Niektóre środowiska ekologów i Zielonych podejrzewają, że te nieustanne ataki na nich to wynik zorganizowanej akcji. Ja tak nie sądzę.

W internecie toczy się wymiana, a właściwe bardzo często wojna poglądów – wojna najostrzejsza, gdy anonimowa. Chroniący środowisko i przyrodę, zwani dziś potocznie ekologami, nie mają dobrych notowań. Wystarczy, że na dowolnym portalu ukaże się informacja dotycząca ochrony klimatu, koniecznych zmian w energetyce, wątpliwości związanych z budową odkrywek, elektrowni na węgiel brunatny czy metody wydobycia gazu łupkowego natychmiast pojawiają się ostre, szkalujące słowa krytyki w komentarzach pod artykułem. Jeśli wpisy są anonimowe, wiele z nich jest obraźliwych. Zawierają mało argumentów, natomiast dużo inwektyw, wyzywania ekologów od terrorystów, agentów Zachodu lub Wschodu (w zależności od kontekstu) czy tych, którzy kochają bardziej kwiatki i motylki niż ludzi, etc.

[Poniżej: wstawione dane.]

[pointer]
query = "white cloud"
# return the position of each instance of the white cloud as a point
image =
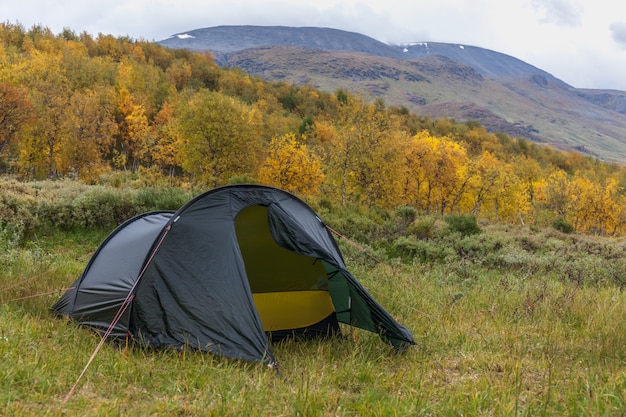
(579, 41)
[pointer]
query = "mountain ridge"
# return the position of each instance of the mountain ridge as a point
(461, 82)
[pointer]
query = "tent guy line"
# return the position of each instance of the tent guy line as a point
(116, 319)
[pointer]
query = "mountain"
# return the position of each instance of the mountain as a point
(462, 82)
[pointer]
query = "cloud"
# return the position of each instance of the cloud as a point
(559, 12)
(618, 33)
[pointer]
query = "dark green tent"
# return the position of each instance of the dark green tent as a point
(227, 271)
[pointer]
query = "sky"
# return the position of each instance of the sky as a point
(581, 42)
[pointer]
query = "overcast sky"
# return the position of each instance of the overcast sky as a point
(582, 42)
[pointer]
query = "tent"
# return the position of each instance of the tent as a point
(230, 270)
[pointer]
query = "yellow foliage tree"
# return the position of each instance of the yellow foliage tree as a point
(291, 166)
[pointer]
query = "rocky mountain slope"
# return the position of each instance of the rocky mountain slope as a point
(462, 82)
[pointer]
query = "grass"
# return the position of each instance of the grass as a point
(491, 340)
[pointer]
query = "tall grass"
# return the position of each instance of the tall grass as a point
(508, 321)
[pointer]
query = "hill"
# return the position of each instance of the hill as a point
(462, 82)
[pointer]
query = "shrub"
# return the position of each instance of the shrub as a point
(422, 228)
(562, 226)
(465, 224)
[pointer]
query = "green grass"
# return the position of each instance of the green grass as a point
(492, 340)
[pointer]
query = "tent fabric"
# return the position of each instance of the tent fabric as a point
(229, 268)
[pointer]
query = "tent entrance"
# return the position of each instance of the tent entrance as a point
(290, 290)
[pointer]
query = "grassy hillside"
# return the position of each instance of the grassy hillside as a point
(508, 321)
(530, 107)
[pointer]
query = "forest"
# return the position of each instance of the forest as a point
(101, 110)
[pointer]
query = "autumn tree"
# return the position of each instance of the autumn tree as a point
(15, 111)
(220, 137)
(88, 126)
(290, 165)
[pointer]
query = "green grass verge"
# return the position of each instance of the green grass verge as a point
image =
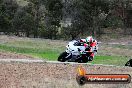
(110, 60)
(50, 50)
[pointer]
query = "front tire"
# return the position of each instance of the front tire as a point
(62, 56)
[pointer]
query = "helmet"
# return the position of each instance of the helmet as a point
(89, 39)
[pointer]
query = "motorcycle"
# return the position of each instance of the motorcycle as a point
(76, 52)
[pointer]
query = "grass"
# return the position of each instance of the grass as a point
(110, 60)
(50, 50)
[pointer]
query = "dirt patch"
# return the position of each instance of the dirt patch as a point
(8, 55)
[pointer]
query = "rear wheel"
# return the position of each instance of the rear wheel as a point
(62, 56)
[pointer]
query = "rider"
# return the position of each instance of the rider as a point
(90, 46)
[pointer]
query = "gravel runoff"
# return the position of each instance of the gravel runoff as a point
(47, 74)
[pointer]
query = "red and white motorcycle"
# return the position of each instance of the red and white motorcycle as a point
(76, 52)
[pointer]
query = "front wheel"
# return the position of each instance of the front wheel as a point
(62, 56)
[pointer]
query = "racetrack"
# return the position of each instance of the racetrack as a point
(26, 73)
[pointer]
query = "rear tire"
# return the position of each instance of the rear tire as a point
(62, 56)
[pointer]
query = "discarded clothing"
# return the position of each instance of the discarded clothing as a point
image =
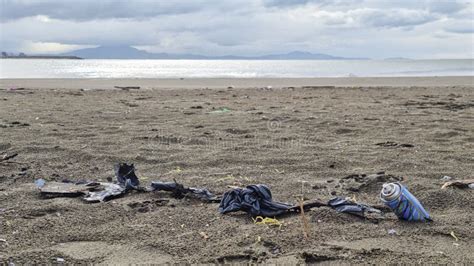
(469, 183)
(93, 191)
(254, 199)
(126, 178)
(347, 206)
(126, 175)
(109, 191)
(179, 191)
(65, 189)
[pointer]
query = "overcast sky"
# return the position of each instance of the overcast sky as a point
(363, 28)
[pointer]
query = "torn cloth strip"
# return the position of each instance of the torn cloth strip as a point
(254, 199)
(345, 205)
(125, 175)
(179, 191)
(126, 178)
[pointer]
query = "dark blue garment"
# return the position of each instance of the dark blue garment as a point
(126, 175)
(255, 200)
(347, 206)
(179, 191)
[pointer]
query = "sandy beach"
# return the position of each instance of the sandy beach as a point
(298, 136)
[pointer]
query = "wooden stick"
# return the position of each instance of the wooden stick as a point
(304, 221)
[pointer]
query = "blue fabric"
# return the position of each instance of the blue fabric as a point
(179, 191)
(254, 199)
(343, 205)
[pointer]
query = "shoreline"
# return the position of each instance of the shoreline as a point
(150, 83)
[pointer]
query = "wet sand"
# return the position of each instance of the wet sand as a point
(297, 140)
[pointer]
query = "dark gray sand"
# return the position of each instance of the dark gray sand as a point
(282, 137)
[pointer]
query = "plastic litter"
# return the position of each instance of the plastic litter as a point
(255, 200)
(127, 180)
(346, 205)
(220, 111)
(267, 221)
(179, 191)
(403, 203)
(126, 175)
(65, 189)
(469, 183)
(109, 191)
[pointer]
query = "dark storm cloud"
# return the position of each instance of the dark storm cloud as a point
(96, 9)
(360, 28)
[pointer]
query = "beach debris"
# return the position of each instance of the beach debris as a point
(7, 157)
(220, 111)
(108, 191)
(126, 88)
(446, 178)
(394, 144)
(126, 175)
(204, 235)
(257, 201)
(254, 199)
(403, 203)
(304, 220)
(357, 182)
(468, 183)
(350, 206)
(267, 221)
(179, 191)
(127, 180)
(65, 189)
(454, 236)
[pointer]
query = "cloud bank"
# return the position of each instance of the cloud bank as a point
(367, 28)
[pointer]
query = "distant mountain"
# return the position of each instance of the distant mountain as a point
(127, 52)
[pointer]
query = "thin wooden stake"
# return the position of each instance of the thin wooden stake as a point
(304, 221)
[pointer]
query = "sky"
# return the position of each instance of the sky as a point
(350, 28)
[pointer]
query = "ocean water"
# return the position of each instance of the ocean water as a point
(54, 68)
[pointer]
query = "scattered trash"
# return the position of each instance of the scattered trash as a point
(347, 205)
(126, 175)
(126, 181)
(220, 111)
(446, 178)
(108, 192)
(359, 182)
(65, 189)
(267, 221)
(7, 157)
(468, 183)
(179, 191)
(254, 199)
(454, 236)
(403, 203)
(304, 220)
(126, 88)
(394, 144)
(204, 235)
(257, 201)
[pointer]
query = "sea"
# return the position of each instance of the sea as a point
(89, 68)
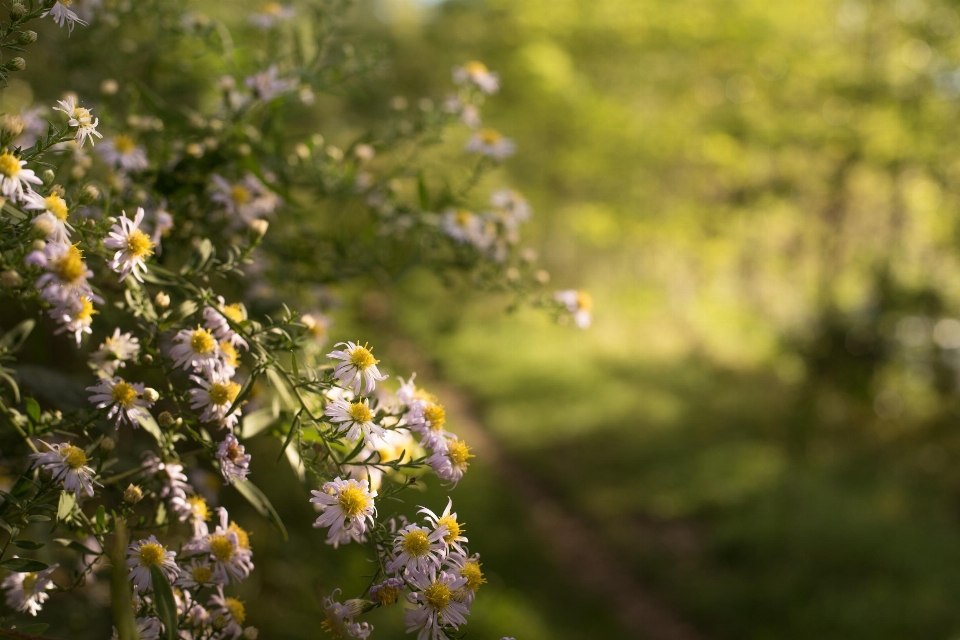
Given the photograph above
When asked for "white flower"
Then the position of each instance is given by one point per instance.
(354, 419)
(143, 554)
(26, 592)
(452, 463)
(126, 400)
(61, 14)
(416, 547)
(195, 349)
(234, 463)
(453, 529)
(346, 504)
(15, 181)
(358, 369)
(133, 246)
(67, 464)
(123, 154)
(478, 74)
(492, 144)
(215, 396)
(80, 118)
(339, 620)
(436, 606)
(578, 303)
(114, 353)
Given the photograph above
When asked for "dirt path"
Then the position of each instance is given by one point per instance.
(569, 536)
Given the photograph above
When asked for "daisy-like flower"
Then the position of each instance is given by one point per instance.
(54, 215)
(143, 554)
(452, 463)
(123, 154)
(61, 14)
(453, 534)
(271, 13)
(478, 74)
(67, 465)
(114, 353)
(491, 143)
(147, 629)
(215, 397)
(80, 118)
(339, 620)
(579, 304)
(234, 462)
(355, 419)
(126, 400)
(232, 610)
(26, 592)
(358, 369)
(195, 349)
(346, 504)
(15, 181)
(132, 244)
(417, 548)
(436, 606)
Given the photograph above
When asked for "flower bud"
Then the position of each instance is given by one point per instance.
(10, 279)
(133, 494)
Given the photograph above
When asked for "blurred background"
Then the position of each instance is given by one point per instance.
(758, 437)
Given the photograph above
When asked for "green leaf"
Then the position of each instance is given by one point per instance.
(28, 544)
(23, 565)
(261, 503)
(163, 600)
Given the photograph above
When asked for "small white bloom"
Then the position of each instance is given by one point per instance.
(67, 465)
(358, 369)
(125, 400)
(346, 504)
(80, 118)
(143, 554)
(132, 244)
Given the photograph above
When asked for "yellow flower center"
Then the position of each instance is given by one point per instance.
(459, 453)
(453, 528)
(123, 394)
(139, 244)
(362, 358)
(9, 165)
(221, 394)
(151, 553)
(490, 136)
(471, 571)
(436, 416)
(239, 194)
(437, 595)
(202, 342)
(352, 501)
(73, 457)
(56, 205)
(70, 266)
(123, 144)
(221, 548)
(199, 507)
(201, 574)
(416, 543)
(360, 412)
(236, 609)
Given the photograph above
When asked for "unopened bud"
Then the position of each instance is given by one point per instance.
(10, 279)
(133, 494)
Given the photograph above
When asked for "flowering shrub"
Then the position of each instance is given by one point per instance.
(147, 229)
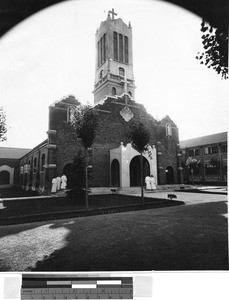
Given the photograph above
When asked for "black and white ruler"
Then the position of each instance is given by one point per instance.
(50, 286)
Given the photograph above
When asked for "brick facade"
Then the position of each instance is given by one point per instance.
(111, 132)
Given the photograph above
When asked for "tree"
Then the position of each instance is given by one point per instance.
(85, 121)
(192, 163)
(3, 128)
(139, 137)
(215, 43)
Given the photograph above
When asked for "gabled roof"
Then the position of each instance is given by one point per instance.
(12, 153)
(204, 140)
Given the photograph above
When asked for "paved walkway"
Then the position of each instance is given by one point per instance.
(188, 198)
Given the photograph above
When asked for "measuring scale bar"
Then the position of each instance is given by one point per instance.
(76, 288)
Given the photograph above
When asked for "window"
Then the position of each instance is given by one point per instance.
(196, 170)
(120, 47)
(168, 128)
(98, 54)
(42, 162)
(113, 91)
(101, 51)
(121, 72)
(224, 169)
(211, 150)
(104, 47)
(126, 50)
(214, 150)
(196, 152)
(191, 152)
(224, 148)
(4, 177)
(115, 41)
(35, 164)
(210, 170)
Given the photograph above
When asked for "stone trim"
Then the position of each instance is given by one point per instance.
(50, 166)
(51, 131)
(51, 146)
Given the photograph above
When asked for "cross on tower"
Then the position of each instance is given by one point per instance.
(125, 87)
(113, 13)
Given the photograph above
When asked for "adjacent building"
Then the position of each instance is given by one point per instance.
(210, 151)
(114, 162)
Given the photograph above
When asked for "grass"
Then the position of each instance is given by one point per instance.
(39, 206)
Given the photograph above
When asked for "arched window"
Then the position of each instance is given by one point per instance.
(42, 162)
(101, 74)
(121, 72)
(35, 164)
(4, 177)
(113, 91)
(120, 47)
(168, 130)
(115, 42)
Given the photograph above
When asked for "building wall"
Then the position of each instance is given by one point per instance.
(32, 168)
(12, 167)
(207, 173)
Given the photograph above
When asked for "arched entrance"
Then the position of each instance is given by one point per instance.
(169, 175)
(135, 170)
(4, 177)
(115, 173)
(68, 171)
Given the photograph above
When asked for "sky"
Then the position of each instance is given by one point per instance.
(51, 55)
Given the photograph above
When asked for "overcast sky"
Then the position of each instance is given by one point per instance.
(52, 54)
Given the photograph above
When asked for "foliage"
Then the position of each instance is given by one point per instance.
(85, 122)
(139, 137)
(3, 128)
(215, 43)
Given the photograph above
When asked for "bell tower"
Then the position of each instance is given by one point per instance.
(114, 59)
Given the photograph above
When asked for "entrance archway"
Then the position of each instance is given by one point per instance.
(135, 170)
(115, 173)
(169, 175)
(68, 172)
(4, 177)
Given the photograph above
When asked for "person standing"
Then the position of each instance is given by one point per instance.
(54, 185)
(58, 182)
(63, 185)
(147, 182)
(152, 183)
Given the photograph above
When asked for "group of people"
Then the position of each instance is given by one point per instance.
(150, 183)
(59, 183)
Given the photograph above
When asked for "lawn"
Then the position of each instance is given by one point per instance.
(64, 205)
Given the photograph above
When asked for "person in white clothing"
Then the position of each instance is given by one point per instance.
(58, 182)
(63, 182)
(147, 182)
(54, 185)
(152, 183)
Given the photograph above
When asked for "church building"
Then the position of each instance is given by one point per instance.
(114, 162)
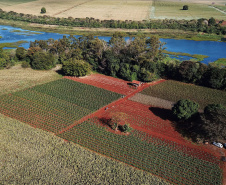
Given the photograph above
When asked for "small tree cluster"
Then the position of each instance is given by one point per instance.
(184, 109)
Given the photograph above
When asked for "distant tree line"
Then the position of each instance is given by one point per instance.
(200, 25)
(140, 58)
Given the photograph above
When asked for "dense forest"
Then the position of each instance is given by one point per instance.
(140, 58)
(200, 25)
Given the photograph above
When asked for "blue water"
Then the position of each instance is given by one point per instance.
(213, 49)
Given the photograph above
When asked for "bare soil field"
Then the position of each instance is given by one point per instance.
(99, 9)
(17, 78)
(196, 10)
(118, 10)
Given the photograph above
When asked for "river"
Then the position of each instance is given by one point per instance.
(213, 49)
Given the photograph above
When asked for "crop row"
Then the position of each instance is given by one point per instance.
(160, 159)
(83, 95)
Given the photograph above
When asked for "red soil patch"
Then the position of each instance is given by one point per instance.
(106, 82)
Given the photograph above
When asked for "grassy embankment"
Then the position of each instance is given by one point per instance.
(164, 33)
(174, 91)
(33, 156)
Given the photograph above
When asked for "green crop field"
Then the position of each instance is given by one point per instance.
(33, 156)
(174, 91)
(163, 158)
(55, 105)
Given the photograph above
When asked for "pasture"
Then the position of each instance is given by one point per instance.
(173, 10)
(33, 156)
(118, 10)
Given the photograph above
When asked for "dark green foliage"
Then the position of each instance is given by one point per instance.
(215, 78)
(214, 122)
(184, 109)
(25, 64)
(191, 72)
(76, 68)
(42, 61)
(190, 25)
(211, 21)
(185, 7)
(5, 60)
(20, 53)
(43, 10)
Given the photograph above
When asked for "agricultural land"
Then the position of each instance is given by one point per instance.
(78, 110)
(118, 10)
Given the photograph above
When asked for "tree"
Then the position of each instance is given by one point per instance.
(75, 67)
(184, 109)
(42, 61)
(211, 21)
(20, 53)
(214, 122)
(185, 7)
(43, 10)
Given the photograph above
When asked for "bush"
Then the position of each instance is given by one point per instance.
(214, 122)
(25, 64)
(42, 61)
(185, 109)
(20, 53)
(76, 68)
(185, 7)
(43, 10)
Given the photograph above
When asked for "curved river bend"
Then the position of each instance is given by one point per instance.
(213, 49)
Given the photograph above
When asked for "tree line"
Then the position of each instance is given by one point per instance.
(140, 58)
(200, 25)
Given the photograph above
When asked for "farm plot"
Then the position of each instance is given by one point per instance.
(55, 105)
(99, 9)
(161, 158)
(173, 10)
(106, 82)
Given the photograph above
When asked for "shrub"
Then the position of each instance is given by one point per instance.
(42, 61)
(43, 10)
(185, 109)
(185, 7)
(25, 64)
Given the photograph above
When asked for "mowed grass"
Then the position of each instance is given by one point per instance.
(174, 91)
(5, 3)
(33, 156)
(173, 10)
(99, 9)
(18, 78)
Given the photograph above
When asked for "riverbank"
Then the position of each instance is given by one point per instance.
(163, 33)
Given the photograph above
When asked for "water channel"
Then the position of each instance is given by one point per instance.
(213, 49)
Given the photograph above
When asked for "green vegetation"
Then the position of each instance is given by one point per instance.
(175, 91)
(184, 109)
(154, 155)
(174, 10)
(187, 25)
(55, 105)
(76, 68)
(185, 7)
(33, 156)
(221, 62)
(43, 10)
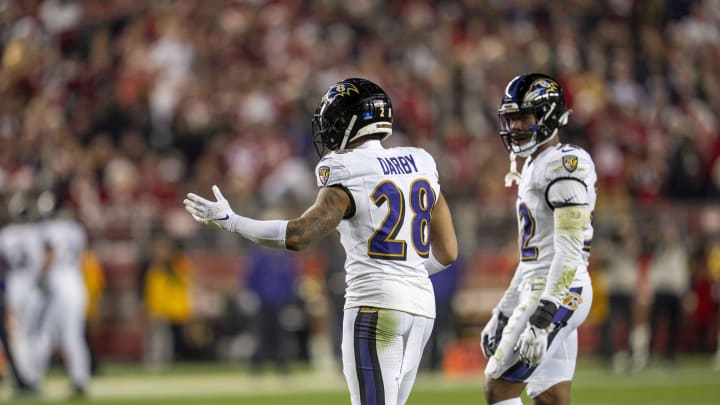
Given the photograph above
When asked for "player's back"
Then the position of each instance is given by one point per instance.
(536, 220)
(22, 248)
(67, 239)
(386, 237)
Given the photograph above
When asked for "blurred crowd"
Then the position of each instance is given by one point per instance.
(122, 106)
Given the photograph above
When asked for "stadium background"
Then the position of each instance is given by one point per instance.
(121, 107)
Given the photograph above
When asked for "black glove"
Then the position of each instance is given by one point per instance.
(543, 315)
(493, 333)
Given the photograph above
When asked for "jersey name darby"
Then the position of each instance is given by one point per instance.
(398, 165)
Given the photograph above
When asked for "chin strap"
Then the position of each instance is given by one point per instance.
(513, 175)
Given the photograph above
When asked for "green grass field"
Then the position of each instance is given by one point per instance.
(692, 382)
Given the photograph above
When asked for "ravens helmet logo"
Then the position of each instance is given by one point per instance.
(340, 90)
(324, 174)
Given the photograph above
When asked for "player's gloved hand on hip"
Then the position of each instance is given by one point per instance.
(492, 332)
(532, 344)
(206, 211)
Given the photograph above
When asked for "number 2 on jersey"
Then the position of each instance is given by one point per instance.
(527, 252)
(382, 244)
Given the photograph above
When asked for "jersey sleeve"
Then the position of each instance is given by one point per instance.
(566, 192)
(331, 171)
(435, 177)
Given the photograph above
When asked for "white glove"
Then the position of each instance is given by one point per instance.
(206, 211)
(532, 345)
(492, 332)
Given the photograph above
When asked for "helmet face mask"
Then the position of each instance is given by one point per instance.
(349, 110)
(531, 112)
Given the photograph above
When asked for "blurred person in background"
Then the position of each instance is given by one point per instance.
(272, 278)
(713, 266)
(21, 260)
(669, 272)
(62, 317)
(166, 288)
(621, 274)
(387, 206)
(94, 278)
(531, 339)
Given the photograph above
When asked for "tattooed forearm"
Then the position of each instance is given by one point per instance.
(318, 220)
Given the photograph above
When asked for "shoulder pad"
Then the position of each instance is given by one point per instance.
(331, 170)
(568, 161)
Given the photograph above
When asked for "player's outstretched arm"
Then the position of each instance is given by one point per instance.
(320, 219)
(443, 248)
(296, 234)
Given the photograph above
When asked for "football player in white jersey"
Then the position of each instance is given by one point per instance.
(64, 311)
(531, 338)
(22, 258)
(387, 206)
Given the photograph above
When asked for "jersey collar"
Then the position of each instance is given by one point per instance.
(370, 144)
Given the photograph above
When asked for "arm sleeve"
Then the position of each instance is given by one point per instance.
(511, 297)
(570, 223)
(266, 233)
(566, 191)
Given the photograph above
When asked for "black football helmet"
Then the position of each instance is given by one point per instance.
(351, 109)
(536, 94)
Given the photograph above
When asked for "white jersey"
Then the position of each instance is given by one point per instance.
(535, 215)
(23, 252)
(68, 240)
(387, 235)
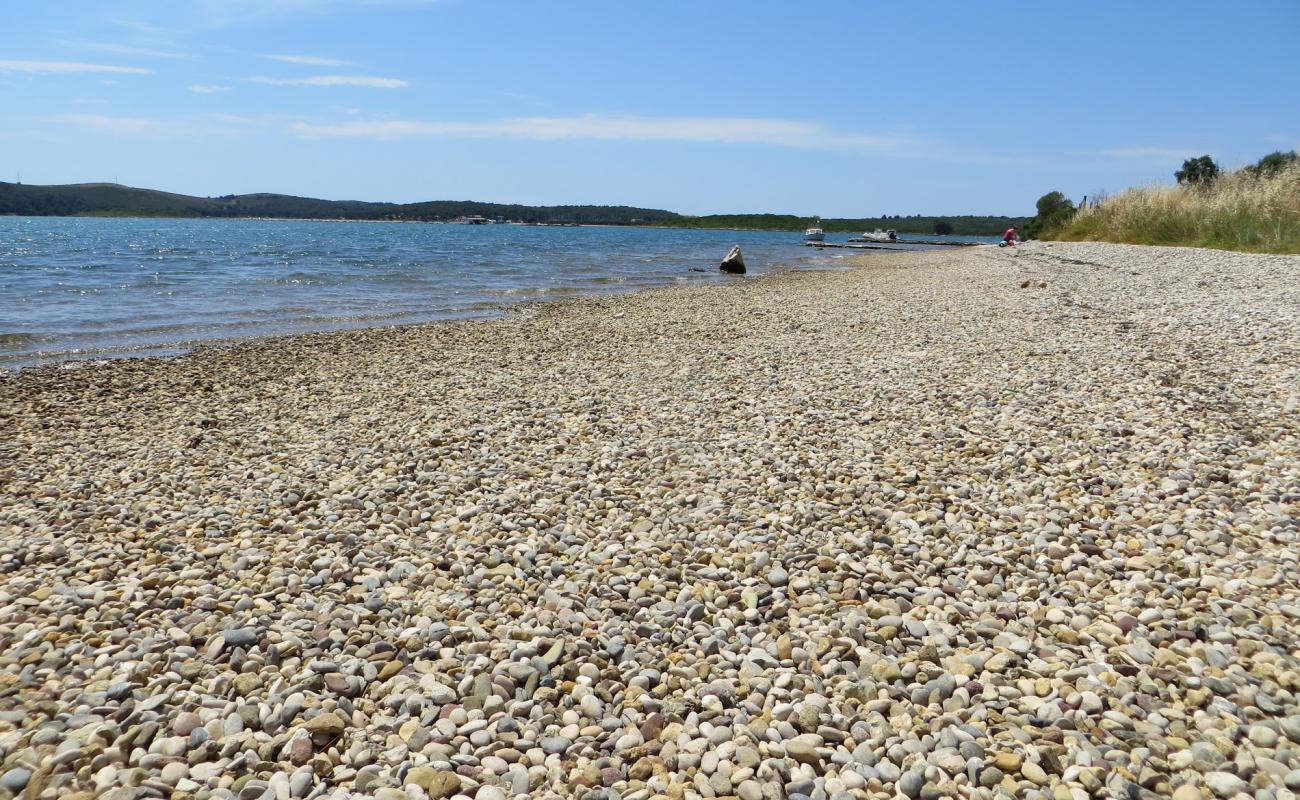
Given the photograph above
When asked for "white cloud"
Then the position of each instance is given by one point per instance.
(788, 133)
(368, 81)
(311, 60)
(126, 50)
(115, 125)
(66, 66)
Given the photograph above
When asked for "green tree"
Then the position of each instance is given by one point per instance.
(1201, 171)
(1054, 210)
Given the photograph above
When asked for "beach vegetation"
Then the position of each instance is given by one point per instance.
(1255, 208)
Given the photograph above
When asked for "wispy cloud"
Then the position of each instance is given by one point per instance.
(311, 60)
(66, 66)
(788, 133)
(1153, 154)
(126, 50)
(367, 81)
(156, 126)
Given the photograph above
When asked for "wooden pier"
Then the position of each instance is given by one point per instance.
(853, 245)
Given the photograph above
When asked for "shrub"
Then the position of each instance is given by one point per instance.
(1256, 208)
(1054, 211)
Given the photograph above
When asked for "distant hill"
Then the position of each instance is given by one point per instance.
(115, 199)
(960, 225)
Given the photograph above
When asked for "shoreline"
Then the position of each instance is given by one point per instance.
(168, 350)
(939, 524)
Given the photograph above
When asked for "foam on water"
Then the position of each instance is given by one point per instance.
(87, 288)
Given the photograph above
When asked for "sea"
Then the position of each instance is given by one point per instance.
(92, 288)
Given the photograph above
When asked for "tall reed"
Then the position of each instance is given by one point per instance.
(1238, 211)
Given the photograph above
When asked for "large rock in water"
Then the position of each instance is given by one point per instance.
(733, 263)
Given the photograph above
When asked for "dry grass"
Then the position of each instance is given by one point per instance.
(1239, 211)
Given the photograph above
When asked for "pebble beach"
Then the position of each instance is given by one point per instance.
(991, 523)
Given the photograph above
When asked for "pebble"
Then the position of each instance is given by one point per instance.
(898, 530)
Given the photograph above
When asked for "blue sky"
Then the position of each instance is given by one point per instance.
(700, 107)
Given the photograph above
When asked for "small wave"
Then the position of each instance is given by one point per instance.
(13, 340)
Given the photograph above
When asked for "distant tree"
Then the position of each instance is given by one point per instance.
(1273, 163)
(1201, 171)
(1054, 210)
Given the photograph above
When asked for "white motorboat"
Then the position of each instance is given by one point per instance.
(880, 236)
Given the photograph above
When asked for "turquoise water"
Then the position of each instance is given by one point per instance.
(90, 288)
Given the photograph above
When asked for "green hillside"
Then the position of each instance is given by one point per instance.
(961, 225)
(113, 199)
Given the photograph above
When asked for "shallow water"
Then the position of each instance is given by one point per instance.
(76, 288)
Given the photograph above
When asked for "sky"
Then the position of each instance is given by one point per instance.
(844, 109)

Niektóre środowiska ekologów i Zielonych podejrzewają, że te nieustanne ataki na nich to wynik zorganizowanej akcji. Ja tak nie sądzę, choć przedstawione powyżej opinie o ekologach są również wygłaszane, już nieanonimowo, przez przedstawicieli władz. Przykładem może być tu znana wypowiedź byłego ministra skarbu o szkodliwości działań organizacji ekologicznych. Ministrowi nie podobały się sukcesy tych organizacji, które korzystając z instrumentów polskiego prawa ochrony środowiska wszczynały postępowania sądowe mające na celu kontrolę legalności decyzji administracyjnych dotyczących budowy nowych elektrowni. W działaniach tych minister doszukiwał się obcych interesów i spisku.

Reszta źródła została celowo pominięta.